Un système de filtration combiné à une nouvelle approche d'hybridation in situ de l'ADN (FA-FISH pour filter-adapted fluorescence in situ hybridization dont la demande de brevet est en cours) permet de détecter les remaniements ALK dans les cellules tumorales qui circulent dans le sang. Cette technique est d'autant plus intéressante que les cellules tumorales isolées dans le sang permettent de réaliser l'examen dans de bonnes conditions techniques alors que la qualité des fragments de tumeur est parfois insuffisante. Ces travaux sont publiés ce jour dans Journal of Clinical Oncology[1].

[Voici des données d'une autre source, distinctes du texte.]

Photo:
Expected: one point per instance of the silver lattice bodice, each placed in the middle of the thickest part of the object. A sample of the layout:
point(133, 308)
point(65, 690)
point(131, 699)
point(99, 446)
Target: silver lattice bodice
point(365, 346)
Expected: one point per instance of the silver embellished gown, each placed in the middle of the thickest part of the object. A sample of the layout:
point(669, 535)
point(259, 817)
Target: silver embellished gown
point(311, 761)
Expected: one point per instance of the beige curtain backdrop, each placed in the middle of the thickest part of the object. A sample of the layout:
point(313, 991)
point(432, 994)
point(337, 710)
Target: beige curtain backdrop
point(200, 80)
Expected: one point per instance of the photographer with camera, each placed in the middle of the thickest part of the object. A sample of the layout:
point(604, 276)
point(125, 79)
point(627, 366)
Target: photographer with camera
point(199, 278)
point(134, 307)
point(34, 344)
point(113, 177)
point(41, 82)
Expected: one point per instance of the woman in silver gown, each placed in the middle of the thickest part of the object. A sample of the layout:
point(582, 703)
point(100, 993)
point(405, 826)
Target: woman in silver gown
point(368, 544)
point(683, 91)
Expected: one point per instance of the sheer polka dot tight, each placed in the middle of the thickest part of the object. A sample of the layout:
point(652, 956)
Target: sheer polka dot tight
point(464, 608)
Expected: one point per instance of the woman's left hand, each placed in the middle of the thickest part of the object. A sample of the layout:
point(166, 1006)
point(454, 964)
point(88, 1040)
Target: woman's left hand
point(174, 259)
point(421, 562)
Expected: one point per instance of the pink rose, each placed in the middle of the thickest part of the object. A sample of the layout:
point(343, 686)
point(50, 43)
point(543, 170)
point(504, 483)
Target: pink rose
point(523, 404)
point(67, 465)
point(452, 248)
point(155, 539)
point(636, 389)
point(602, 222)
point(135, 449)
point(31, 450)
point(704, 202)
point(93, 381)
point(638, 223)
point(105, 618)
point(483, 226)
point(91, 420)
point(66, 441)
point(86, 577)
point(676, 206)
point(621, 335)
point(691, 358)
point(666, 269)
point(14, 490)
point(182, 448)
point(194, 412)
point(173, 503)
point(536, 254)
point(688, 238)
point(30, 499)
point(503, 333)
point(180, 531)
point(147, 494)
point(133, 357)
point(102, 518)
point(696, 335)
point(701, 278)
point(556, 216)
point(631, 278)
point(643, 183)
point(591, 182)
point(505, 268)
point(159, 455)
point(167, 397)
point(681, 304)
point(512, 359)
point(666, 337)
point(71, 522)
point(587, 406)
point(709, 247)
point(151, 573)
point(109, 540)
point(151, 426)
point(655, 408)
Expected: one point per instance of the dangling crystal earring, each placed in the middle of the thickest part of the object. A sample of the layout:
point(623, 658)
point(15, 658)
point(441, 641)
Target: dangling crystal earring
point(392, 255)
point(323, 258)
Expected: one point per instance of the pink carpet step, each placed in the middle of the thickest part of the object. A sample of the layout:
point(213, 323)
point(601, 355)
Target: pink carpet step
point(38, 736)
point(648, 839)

L'atout des cellules tumorales circulantes
Les résultats publiés aujourd'hui suggèrent que les cellules tumorales circulantes (CTC) pourraient à l'avenir être utilisées en remplacement de la biopsie tumorale, constituant ainsi une « biopsie liquide » accessible de manière non invasive pour diagnostiquer et suivre l'efficacité d'un traitement ciblé. Ce travail constitue l'une des premières démonstrations de l'intérêt des CTC en tant que biopsie liquide.
Le travail réalisé dans le laboratoire de Françoise Farace avait pour objectif d'évaluer dans quelle mesure les CTC pouvaient être utilisées pour réaliser le diagnostic d'un remaniement ALK. Les CTC sont présentes à une fréquence extrêmement faible dans le sang périphérique (environ 1 CTC pour 10 millions de globules blancs) et les méthodes permettant de les caractériser au niveau moléculaire font appel à des technologies très complexes, utilisées ici avec succès. Les CTC sont considérées comme les vecteurs de la dissémination métastatique et la technique proposée pourrait aussi aider à explorer leur rôle dans la progression tumorale.
Les détails de l'étude
Le laboratoire a analysé les CTC de 32 patients atteints d'un cancer du poumon non à petites cellules, dont 18 présentant un remaniement ALK établi à partir d'un prélèvement tumoral (dits ALK+) et 14 ne présentant pas de remaniement ALK (dits ALK-).Tous les patients ALK+ « dans la tumeur » se sont révélés être positifs « dans les CTC » alors que tous les patients ALK- « dans la tumeur » étaient eux aussi négatifs « dans les CTC ».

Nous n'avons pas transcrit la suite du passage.